If you are having trouble getting your method to work, try drawing the linked list on paper and working through your code by hand. Make sure you understand what is happening at each step.

the deleteTail() method

Deleting the tail node is very similar to deleting the head node. However, the second step above, finding what will be the new tail node, requires a list traversal. For example, if we have 5 nodes in a list, and we want to delete the tail node, the new tail will be the 4th node in the current list. And to get to the 4th node, we could do something like this:

newtail = self.head                # start at head
for i in range(self.size - 2):     # move over 3 times
  newtail = newtail.getNext()

Once you have what will be the new tail node, the rest is very similar to the deleteHead method. This includes the special cases when the size of the list is zero or one.
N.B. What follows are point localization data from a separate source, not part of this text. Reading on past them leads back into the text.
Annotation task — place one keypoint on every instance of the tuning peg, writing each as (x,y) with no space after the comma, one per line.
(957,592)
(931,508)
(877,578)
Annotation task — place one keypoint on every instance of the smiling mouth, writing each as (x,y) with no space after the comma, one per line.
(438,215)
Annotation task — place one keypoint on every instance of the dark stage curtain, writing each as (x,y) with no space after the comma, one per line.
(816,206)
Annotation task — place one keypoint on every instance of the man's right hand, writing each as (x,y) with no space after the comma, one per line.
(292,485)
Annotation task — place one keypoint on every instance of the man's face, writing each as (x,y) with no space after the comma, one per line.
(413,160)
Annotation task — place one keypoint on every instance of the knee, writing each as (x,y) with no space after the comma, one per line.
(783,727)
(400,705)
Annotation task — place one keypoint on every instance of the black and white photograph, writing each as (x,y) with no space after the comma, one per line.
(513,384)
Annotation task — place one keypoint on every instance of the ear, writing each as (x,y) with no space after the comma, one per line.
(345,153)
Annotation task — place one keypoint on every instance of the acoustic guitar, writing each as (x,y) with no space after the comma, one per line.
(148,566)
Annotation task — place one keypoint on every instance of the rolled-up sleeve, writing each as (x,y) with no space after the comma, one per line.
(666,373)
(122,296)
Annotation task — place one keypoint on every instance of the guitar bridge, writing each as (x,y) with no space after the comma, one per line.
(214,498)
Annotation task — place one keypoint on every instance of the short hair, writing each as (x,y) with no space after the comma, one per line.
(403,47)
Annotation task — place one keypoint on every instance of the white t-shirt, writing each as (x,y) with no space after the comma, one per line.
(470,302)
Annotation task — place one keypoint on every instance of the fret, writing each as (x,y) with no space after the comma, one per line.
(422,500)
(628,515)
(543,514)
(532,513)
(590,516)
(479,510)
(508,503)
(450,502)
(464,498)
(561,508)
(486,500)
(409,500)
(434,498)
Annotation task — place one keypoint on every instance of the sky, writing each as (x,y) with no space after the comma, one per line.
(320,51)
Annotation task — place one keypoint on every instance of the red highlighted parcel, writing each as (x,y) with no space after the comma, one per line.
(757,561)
See if you can add the deleteTail method to your linked list class. Make sure you test it thoroughly!

LL = LinkedList()
LL.append("A")
LL.append("B")
LL.append("C")
item = LL.deleteTail()
assert item == "C"
assert len(LL) == 2
item = LL.deleteTail()
assert item == "B"
assert len(LL) == 1
item = LL.deleteTail()
assert item == "A"
assert len(LL) == 0
item = LL.deleteTail()
assert item == "None"
assert len(LL) == 0

analysis

Note, to delete the tail node, we need to find the node before the current tail node, which requires a list traversal. If the list is longer, the list traversal will take longer (more steps!). That makes deleteTail() an O(N) algorithm (where N is the number of nodes/items in the list). Is L.pop() also an O(N) algorithm?